We note, however, that the results the Commissioner deplores may not be as inequitable as he argues. First, while the Hendricks and Hillendahls had to pay a § 6659 penalty, they were also allowed to retain a portion of their claimed depreciation deductions and investment tax credits. The Todds, on the other hand, while escaping the § 6659 penalty, were denied any of their claimed deductions and credits for the years in question. Further, to say that the Todds' claimed tax benefits were subject to greater infirmities than those claimed by the Hillendahls and Hendricks does not mean that the Todds were more at fault.

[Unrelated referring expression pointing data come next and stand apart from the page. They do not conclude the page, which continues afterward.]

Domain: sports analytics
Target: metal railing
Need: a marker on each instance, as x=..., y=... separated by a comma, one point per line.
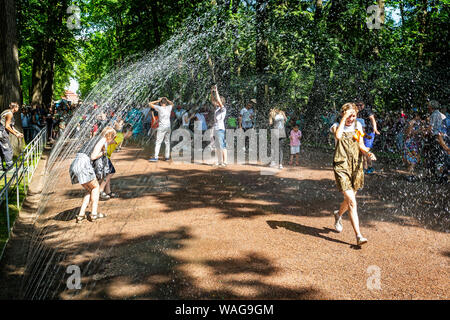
x=23, y=169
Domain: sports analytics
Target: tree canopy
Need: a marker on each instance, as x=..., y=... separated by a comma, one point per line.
x=308, y=55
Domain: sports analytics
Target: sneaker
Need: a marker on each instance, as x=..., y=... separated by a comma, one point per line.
x=337, y=221
x=360, y=240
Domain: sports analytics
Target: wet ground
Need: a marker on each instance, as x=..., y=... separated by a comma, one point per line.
x=191, y=231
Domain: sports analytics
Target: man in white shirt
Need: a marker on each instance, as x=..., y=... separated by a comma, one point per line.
x=179, y=112
x=163, y=132
x=436, y=117
x=219, y=126
x=246, y=117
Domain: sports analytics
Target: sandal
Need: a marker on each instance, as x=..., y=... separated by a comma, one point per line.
x=104, y=196
x=92, y=217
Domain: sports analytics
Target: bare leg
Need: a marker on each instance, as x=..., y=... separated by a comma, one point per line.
x=103, y=184
x=86, y=200
x=225, y=156
x=350, y=198
x=95, y=192
x=108, y=184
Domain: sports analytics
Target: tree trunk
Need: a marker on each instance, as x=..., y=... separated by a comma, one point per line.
x=155, y=12
x=422, y=28
x=262, y=54
x=9, y=55
x=316, y=97
x=48, y=73
x=36, y=77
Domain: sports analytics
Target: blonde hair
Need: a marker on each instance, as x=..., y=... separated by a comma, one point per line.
x=13, y=105
x=348, y=106
x=109, y=133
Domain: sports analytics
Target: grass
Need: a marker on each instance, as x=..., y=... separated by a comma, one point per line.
x=12, y=205
x=13, y=212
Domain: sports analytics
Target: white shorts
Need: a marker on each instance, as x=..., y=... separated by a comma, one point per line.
x=295, y=149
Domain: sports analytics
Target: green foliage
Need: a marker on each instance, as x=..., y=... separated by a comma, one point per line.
x=315, y=61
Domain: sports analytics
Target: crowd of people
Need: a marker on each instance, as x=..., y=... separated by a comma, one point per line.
x=420, y=138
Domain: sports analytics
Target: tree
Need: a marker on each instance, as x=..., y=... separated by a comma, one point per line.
x=10, y=90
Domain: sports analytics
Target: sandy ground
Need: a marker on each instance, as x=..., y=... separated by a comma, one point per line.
x=191, y=231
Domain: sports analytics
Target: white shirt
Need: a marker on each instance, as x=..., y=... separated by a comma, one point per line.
x=436, y=121
x=361, y=121
x=202, y=119
x=350, y=128
x=164, y=115
x=219, y=118
x=179, y=113
x=145, y=111
x=185, y=119
x=279, y=121
x=246, y=120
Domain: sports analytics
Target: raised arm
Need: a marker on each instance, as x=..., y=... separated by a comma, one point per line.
x=340, y=129
x=152, y=103
x=441, y=141
x=99, y=149
x=374, y=124
x=9, y=128
x=216, y=96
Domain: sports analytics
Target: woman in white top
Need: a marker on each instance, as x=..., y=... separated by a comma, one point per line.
x=278, y=118
x=7, y=127
x=219, y=126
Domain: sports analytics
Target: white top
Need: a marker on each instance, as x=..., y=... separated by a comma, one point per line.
x=179, y=113
x=279, y=121
x=185, y=119
x=360, y=120
x=219, y=118
x=164, y=115
x=436, y=121
x=202, y=119
x=348, y=128
x=3, y=116
x=246, y=120
x=145, y=111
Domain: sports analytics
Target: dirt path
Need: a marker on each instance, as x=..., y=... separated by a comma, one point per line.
x=193, y=231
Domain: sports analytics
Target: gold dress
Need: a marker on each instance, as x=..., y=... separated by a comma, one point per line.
x=348, y=163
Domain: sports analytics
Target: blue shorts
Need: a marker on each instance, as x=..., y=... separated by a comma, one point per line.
x=220, y=139
x=369, y=138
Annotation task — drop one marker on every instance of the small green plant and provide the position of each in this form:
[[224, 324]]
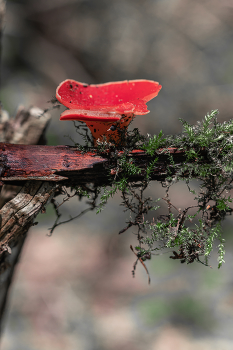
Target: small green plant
[[192, 232]]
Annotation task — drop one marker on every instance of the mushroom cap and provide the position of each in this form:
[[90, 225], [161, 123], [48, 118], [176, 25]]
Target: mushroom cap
[[106, 101]]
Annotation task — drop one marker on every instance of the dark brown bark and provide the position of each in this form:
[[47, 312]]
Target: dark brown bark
[[27, 127]]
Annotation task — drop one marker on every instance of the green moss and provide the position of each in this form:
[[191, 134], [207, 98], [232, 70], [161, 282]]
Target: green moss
[[190, 232]]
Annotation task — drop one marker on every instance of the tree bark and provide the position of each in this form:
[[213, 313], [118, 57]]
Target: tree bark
[[19, 204]]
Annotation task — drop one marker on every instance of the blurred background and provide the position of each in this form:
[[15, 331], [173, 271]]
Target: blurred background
[[75, 290]]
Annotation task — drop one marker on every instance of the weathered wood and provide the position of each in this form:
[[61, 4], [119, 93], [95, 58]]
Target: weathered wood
[[69, 165], [34, 162]]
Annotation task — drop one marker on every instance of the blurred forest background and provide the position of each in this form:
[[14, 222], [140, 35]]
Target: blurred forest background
[[75, 290]]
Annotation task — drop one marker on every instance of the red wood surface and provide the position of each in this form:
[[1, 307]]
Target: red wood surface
[[18, 162]]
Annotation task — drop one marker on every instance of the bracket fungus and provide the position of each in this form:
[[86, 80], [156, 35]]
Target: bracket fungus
[[106, 108]]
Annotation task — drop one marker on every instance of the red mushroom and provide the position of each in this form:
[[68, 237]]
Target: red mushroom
[[106, 108]]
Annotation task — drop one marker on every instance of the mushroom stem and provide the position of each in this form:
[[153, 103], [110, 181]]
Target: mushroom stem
[[109, 131]]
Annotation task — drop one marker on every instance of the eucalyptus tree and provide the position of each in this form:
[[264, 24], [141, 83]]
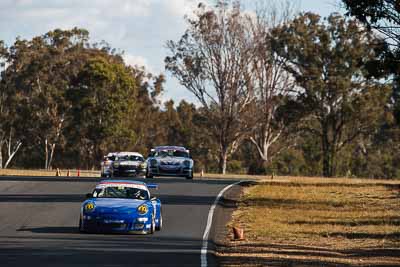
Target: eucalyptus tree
[[328, 60], [40, 71], [272, 83], [212, 61]]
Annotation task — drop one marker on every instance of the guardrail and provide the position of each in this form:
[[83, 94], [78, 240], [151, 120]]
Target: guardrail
[[96, 173], [54, 172]]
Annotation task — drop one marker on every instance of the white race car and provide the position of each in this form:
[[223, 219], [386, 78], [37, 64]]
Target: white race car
[[106, 164]]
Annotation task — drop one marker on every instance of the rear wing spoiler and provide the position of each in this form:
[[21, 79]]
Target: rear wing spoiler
[[152, 186]]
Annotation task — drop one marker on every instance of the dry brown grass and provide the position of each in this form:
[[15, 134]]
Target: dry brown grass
[[317, 222]]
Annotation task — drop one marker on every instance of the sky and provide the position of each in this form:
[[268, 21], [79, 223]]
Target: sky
[[139, 28]]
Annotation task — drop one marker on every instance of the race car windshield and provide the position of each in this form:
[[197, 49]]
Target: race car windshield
[[172, 153], [121, 192], [131, 158]]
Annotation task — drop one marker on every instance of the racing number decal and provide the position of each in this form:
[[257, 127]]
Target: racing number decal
[[143, 209], [89, 206]]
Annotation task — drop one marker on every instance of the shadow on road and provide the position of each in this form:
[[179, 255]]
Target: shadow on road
[[99, 250]]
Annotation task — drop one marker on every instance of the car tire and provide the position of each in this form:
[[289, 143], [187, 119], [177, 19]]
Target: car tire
[[81, 230], [159, 227], [153, 225], [149, 175], [190, 176]]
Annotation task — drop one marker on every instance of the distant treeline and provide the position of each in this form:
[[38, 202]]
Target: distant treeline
[[278, 92]]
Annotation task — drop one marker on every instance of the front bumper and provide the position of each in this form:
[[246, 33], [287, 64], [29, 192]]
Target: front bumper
[[129, 171], [168, 171], [98, 224]]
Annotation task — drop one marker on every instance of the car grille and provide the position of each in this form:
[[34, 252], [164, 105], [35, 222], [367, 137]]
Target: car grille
[[169, 163], [127, 167]]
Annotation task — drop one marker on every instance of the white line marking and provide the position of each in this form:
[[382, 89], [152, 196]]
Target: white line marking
[[203, 255]]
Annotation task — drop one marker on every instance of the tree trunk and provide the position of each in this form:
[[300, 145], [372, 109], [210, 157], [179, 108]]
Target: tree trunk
[[222, 161], [325, 154], [46, 154], [328, 155]]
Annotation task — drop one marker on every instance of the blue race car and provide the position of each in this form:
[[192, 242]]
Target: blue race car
[[122, 206]]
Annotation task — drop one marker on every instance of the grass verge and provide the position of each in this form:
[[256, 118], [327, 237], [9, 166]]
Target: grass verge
[[316, 222]]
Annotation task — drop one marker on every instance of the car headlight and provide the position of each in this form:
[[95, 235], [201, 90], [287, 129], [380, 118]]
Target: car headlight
[[153, 162], [143, 209], [143, 165], [89, 207]]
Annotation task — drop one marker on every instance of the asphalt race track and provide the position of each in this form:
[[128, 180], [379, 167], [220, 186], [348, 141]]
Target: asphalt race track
[[39, 219]]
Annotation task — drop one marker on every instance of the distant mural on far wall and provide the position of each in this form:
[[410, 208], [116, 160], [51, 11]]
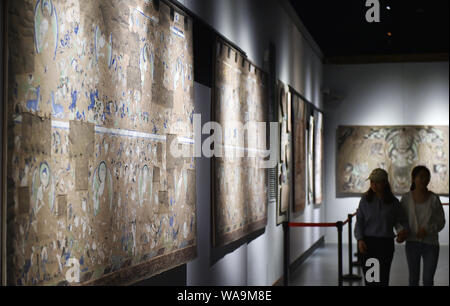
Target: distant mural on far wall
[[239, 183], [98, 91], [311, 160], [397, 149]]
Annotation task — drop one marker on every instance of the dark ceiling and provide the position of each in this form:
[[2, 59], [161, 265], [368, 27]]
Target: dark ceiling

As the Tax Court noted, "the failure to place the containers in service during the years of purchase was due to circumstances beyond the control of the Todds and may not have been known to the Todds."

Todd, 89 T.C. at 921.

Finally, the fear that taxpayers will deny profit motivation to avoid § 6659 penalties is unimpressive. Significant penalties attach to tax underpayments attributable to fraud, negligence, or tax motivated transactions. To the extent a taxpayer took the position that he entered a transaction without profit motive, but still claimed tax benefits relating to the transaction, he might well win a Pyrrhic victory, escaping § 6659 penalties only to subject himself to a much larger seventy-five percent penalty for fraud.

III

We hold that the Tax Court applied the correct formula for determining when to impose penalties under § 6659. The Commissioner has failed to persuade us that an alternative test was intended by Congress. The Tax Court decision is AFFIRMED.